Я сказал: «Мне не нужны деньги, за которые я буду ломать детей». Дети должны крепнуть. В Уренгое нефть, газ. И вот хотим сделать это в Драгомысе, нашли место и решили там построить спецшколу для одарённых ребятишек. Если получится, то, думаю, будет здорово. У меня есть специалист врач—биолог (жена Сурена Налбандана – Ред.), с которым мы были непосредственно у Виктора Михайловича, защитилась. Если всё получится, то можно связаться с институтом НИФК.

Человек всегда должен мечтать. Тогда легче всё переносится в себе, не так трудно. Вот если бы я стал старшим тренером России, то пришёл бы в институт к Игуменову и сказал: «Виктор Михайлович, четыре года до Олимпиады, давайте подумаем, давайте привлечём врачей, НИФК. И всё будем возрождать». Всё надо начинать с головы, всё должно идти постепенно вниз. Чтобы на местах правильно вели физическую тренировку.

Но нет такого! Сказал нашим тренерам: «Вам надо проходить аттестацию в университете у Виктора Михайловича». А иначе что такое? Такие деньги получают, а совершенный бред несут, вообще не могут тренировать! Не знают, что означает тренировка по науке. Вот что обидно!

Я сказал в Набережных Челнах в Татарстане: «Если вы не понимаете, о чём вам говорю, хотя я не закончил институт – езжайте на повышение квалификации в университет, чтобы знать, что это означает». Цифры объёма и интенсивности начинаешь объяснять, а они вообще не понимают, о чём идёт речь. Почему это всё делается? Куда подводишь? Вообще нули.

Виктору Михайловичу нужно или кому—то ещё это дело менять.

 

– Ваши пожелания всем мальчишкам, которые впервые вступают в спортивный зал и которые хотят быть похожими на олимпийского чемпиона Сурена Налбандяна?

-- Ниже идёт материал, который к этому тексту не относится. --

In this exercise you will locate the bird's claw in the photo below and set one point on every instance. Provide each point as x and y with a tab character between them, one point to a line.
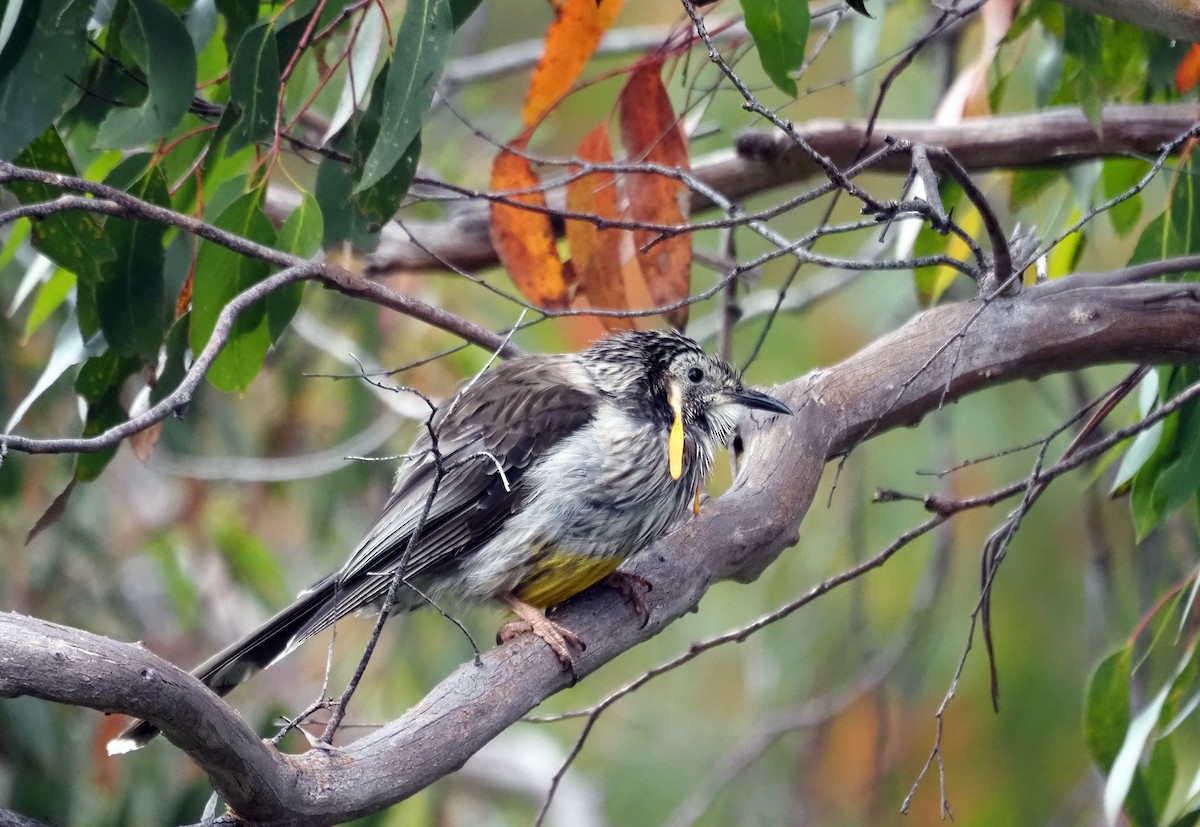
558	637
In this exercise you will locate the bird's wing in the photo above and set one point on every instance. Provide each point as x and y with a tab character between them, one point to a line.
485	439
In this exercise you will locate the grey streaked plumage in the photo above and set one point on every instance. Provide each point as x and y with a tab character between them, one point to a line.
550	471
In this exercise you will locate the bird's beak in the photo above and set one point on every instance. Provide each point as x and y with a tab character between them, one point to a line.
760	401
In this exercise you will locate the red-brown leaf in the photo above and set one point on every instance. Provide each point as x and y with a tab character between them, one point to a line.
652	133
523	239
570	41
595	253
1187	73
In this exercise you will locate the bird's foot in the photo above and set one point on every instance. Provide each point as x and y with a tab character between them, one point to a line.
558	637
634	588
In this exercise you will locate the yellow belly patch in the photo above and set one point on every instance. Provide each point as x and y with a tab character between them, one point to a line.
561	576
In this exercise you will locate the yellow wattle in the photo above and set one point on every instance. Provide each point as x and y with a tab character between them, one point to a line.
675	443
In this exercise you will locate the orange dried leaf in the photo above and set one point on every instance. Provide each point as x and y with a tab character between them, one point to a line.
652	135
523	239
1187	73
595	253
570	41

– Прежде всего, надо найти себя. Ответить на вопрос: нужно тебе это или нет? И стать фанатом своего любимого дела. Быть целеустремленным. И ещё раз задать чисто философский вопрос: «Почему не я, а мой соперник?». Если себе сможешь ответить – значит, достигнешь высшего звания олимпийского чемпиона. Если не сможешь ответить, почему соперник сегодня сильнее тебя, а ты слабее, не можешь анализировать, не можешь найти звено, которое тебя подвело — то не сможешь быть аналитиком и не достигнешь своей цели.